- Born: January 24, 1975 (age 51) Des Plaines, Illinois, U.S.
- Occupations: Radio host, journalist
- Employer: WCCO Radio
- Known for: WCCO-TV anchor, food critic, radio host
- Spouse: Alyssa DeRusha
- Children: 2

= Jason DeRusha =

Minnesota journalist and broadcaster

Jason DeRusha (born January 24, 1975) is an American journalist and radio host best known for his long tenure as a news anchor at WCCO-TV in Minneapolis–Saint Paul. He is currently the host of the afternoon drive program on WCCO (AM), and is recognized for his approachable style, versatility across formats, and extensive coverage of Minnesota news and culture.

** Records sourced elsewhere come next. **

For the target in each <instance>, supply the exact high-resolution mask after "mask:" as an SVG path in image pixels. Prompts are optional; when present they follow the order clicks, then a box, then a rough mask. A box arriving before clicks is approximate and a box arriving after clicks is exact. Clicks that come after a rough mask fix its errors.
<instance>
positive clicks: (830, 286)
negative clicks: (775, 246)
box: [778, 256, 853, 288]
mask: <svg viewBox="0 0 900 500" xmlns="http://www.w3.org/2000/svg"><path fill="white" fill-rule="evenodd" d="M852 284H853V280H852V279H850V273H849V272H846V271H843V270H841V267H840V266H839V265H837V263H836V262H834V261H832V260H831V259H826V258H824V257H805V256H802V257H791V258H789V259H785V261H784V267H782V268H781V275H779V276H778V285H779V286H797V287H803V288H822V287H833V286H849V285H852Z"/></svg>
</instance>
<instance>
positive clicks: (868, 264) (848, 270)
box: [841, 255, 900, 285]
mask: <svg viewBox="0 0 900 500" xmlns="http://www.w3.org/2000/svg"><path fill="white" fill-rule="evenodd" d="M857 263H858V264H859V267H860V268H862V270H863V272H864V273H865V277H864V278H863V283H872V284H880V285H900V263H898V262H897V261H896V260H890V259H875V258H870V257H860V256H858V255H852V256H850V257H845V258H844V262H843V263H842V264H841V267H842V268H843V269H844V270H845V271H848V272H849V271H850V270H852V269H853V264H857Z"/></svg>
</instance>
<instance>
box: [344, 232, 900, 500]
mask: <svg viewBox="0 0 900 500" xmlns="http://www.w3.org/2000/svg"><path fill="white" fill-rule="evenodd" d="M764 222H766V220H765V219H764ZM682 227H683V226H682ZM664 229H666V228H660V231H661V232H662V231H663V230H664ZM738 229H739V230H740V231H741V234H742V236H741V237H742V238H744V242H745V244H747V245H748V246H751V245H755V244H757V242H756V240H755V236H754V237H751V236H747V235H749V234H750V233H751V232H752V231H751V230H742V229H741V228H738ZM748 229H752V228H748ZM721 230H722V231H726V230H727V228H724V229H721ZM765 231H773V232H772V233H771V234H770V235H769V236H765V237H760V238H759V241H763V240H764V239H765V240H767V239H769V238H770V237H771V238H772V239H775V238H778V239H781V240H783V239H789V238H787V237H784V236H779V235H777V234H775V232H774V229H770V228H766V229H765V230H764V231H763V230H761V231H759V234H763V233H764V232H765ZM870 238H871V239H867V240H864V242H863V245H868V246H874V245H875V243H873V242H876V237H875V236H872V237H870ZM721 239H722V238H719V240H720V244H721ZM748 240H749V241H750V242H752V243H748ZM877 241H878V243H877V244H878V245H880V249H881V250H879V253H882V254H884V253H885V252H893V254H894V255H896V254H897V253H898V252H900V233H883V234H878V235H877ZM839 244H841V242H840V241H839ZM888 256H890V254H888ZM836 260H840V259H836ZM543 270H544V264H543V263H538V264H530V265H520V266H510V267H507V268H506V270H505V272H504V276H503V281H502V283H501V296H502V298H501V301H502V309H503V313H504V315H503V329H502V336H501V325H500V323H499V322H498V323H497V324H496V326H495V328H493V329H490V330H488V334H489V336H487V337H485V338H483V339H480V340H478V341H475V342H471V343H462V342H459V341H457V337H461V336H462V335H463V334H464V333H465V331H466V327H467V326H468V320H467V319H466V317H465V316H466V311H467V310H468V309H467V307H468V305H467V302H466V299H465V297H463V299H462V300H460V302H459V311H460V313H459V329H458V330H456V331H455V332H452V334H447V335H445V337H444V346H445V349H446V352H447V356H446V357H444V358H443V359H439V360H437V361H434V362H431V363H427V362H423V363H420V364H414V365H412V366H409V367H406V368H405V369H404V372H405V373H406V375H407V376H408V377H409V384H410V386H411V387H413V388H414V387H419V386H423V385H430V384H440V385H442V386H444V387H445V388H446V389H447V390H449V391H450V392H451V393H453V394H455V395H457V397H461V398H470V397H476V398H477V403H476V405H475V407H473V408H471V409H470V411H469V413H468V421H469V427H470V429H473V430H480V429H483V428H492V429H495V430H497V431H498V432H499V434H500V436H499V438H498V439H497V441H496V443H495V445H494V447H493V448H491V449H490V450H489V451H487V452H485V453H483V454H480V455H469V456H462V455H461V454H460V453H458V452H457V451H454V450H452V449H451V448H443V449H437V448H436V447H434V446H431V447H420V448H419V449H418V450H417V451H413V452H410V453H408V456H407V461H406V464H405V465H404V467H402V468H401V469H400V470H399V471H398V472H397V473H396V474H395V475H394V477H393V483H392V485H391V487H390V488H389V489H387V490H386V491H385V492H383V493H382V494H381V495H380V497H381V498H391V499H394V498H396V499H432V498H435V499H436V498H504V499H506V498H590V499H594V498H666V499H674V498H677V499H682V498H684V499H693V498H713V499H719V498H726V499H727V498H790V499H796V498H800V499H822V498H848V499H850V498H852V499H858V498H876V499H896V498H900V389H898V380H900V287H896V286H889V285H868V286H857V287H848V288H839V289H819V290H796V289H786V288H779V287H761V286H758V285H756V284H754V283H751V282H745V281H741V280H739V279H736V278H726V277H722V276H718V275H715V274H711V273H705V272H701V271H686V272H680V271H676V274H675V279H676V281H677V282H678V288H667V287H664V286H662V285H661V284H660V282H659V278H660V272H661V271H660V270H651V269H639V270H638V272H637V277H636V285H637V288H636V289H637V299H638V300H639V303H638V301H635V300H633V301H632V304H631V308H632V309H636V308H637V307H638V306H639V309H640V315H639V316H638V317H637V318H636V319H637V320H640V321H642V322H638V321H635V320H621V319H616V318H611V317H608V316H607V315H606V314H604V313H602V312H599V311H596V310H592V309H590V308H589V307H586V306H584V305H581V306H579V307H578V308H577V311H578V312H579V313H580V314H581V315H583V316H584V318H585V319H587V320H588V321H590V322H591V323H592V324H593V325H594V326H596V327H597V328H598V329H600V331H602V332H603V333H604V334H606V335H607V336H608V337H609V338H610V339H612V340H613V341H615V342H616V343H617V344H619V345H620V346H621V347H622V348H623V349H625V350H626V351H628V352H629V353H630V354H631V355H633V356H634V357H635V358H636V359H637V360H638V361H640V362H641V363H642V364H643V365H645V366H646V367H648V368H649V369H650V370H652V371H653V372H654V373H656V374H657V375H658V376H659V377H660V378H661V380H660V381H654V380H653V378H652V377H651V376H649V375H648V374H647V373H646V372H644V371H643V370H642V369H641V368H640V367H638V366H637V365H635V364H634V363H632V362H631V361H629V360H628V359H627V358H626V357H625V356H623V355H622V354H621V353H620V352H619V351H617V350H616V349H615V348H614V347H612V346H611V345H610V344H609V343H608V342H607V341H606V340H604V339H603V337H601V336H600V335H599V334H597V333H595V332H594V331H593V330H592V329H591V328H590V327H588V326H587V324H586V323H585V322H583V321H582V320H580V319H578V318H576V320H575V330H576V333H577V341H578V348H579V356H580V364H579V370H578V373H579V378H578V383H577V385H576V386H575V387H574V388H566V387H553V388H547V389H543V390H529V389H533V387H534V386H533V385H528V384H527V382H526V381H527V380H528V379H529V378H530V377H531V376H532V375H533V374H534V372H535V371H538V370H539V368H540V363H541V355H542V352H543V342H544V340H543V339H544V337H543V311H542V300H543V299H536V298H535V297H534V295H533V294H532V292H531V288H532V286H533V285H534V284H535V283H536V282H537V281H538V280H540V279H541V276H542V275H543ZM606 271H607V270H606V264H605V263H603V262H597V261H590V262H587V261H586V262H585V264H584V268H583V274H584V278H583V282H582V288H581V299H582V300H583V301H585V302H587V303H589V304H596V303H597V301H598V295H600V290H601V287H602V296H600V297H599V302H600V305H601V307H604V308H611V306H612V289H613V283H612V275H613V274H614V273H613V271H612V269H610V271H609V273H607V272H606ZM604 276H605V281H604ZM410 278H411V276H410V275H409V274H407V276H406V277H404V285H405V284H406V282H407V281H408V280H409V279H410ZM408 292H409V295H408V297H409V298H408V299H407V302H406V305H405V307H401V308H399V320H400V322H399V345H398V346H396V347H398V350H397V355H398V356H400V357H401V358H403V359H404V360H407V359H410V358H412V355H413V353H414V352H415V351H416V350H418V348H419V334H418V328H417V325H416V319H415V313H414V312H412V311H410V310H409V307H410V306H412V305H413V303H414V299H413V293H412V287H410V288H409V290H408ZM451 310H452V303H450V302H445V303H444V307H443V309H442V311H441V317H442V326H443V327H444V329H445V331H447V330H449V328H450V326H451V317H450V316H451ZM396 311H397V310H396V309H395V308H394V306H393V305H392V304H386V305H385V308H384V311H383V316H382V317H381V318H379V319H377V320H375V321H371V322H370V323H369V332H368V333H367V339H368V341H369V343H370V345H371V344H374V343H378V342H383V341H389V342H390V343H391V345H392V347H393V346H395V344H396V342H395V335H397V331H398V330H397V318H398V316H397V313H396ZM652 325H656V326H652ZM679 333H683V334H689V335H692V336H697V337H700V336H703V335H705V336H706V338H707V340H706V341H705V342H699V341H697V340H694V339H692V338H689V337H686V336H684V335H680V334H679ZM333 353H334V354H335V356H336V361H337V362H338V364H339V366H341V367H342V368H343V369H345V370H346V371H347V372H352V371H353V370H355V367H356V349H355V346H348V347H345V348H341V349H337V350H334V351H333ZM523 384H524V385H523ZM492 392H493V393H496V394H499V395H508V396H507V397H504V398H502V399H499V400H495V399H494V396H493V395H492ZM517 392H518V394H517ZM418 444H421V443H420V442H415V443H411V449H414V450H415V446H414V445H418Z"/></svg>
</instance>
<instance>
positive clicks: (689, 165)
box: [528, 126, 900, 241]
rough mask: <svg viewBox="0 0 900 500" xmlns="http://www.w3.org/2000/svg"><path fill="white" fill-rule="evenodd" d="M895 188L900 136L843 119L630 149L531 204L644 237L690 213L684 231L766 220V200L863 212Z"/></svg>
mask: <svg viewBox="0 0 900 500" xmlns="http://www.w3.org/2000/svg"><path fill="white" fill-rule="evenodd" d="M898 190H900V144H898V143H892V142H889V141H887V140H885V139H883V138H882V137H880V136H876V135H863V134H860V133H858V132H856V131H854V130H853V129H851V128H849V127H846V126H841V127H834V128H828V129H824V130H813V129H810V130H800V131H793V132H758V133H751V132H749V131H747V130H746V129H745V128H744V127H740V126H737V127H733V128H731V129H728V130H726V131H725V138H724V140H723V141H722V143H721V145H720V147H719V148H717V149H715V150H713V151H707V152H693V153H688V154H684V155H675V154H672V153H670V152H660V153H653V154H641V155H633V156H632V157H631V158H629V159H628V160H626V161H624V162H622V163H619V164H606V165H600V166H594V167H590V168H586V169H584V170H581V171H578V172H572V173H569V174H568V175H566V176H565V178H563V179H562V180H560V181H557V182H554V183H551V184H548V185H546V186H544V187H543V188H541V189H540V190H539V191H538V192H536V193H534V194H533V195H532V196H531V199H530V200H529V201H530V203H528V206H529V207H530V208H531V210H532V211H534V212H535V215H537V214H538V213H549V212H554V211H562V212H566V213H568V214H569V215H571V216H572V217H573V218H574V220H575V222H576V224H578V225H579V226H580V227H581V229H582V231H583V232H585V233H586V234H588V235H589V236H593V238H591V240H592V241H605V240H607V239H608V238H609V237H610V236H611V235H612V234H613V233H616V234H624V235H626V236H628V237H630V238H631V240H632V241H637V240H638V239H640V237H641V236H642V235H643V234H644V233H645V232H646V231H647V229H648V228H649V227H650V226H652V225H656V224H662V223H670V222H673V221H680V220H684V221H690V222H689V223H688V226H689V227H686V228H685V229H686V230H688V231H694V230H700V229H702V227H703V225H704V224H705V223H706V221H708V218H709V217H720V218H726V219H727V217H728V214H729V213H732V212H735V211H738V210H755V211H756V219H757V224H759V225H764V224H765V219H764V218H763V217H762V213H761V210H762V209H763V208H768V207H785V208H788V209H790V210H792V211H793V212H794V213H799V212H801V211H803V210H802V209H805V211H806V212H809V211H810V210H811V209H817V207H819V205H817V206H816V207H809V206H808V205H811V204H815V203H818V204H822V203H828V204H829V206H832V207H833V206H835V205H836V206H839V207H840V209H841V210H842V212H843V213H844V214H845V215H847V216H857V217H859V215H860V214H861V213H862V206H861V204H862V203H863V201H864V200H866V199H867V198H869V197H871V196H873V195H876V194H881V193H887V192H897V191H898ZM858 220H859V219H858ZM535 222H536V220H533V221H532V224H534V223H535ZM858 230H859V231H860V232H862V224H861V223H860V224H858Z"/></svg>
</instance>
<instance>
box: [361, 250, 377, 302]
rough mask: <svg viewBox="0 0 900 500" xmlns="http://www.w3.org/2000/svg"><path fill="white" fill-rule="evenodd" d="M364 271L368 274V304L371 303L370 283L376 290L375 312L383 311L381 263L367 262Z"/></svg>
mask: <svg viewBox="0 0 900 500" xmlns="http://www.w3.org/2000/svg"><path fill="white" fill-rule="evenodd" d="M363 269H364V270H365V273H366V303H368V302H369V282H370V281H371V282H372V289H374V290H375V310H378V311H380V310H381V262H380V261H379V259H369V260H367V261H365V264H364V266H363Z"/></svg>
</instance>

== Early life and education ==
DeRusha was born in Des Plaines, Illinois, and grew up in suburban Chicago. He attended Marquette University in Milwaukee, Wisconsin, where he earned a bachelor's degree in political science and broadcast journalism. During college, he gained early media experience through internships and student-run media outlets.

== Career ==
DeRusha began his professional journalism career as a reporter at stations in Milwaukee and Davenport, Iowa, before joining WCCO-TV in 2003. He gained local prominence through his role as a morning anchor and as the station's food critic, where his segments combined lifestyle reporting with a deep appreciation for the Twin Cities culinary scene.

In May 2022, DeRusha announced he would be leaving the WCCO morning anchor desk after nearly two decades, stating that it was time for a "new adventure." He officially signed off from WCCO-TV on June 23, 2022.

Shortly thereafter, it was announced that DeRusha would transition to radio, hosting the afternoon drive program on WCCO (AM). His show debuted on June 27, 2022, blending news, interviews, listener calls, and commentary on local issues.

== Awards and recognition ==
Throughout his career, DeRusha has received multiple Emmy Awards for his reporting and anchoring. He has also been recognized by the Minnesota Broadcasters Association and was named one of "Minnesota's Most Influential Media Personalities" by local publications.

In 2015, DeRusha was named a finalist for a James Beard Foundation Award in the "Television Segment" category for his work as a food reporter on WCCO-TV.

His food reporting helped elevate local culinary journalism and earned accolades from both industry professionals and viewers.

== Personal life ==
Jason DeRusha lives in Maple Grove, Minnesota, with his wife, Alyssa, and their two sons. He is active in community events and charitable initiatives and is known for his passion for food, often sharing dining recommendations and culinary insights on social media.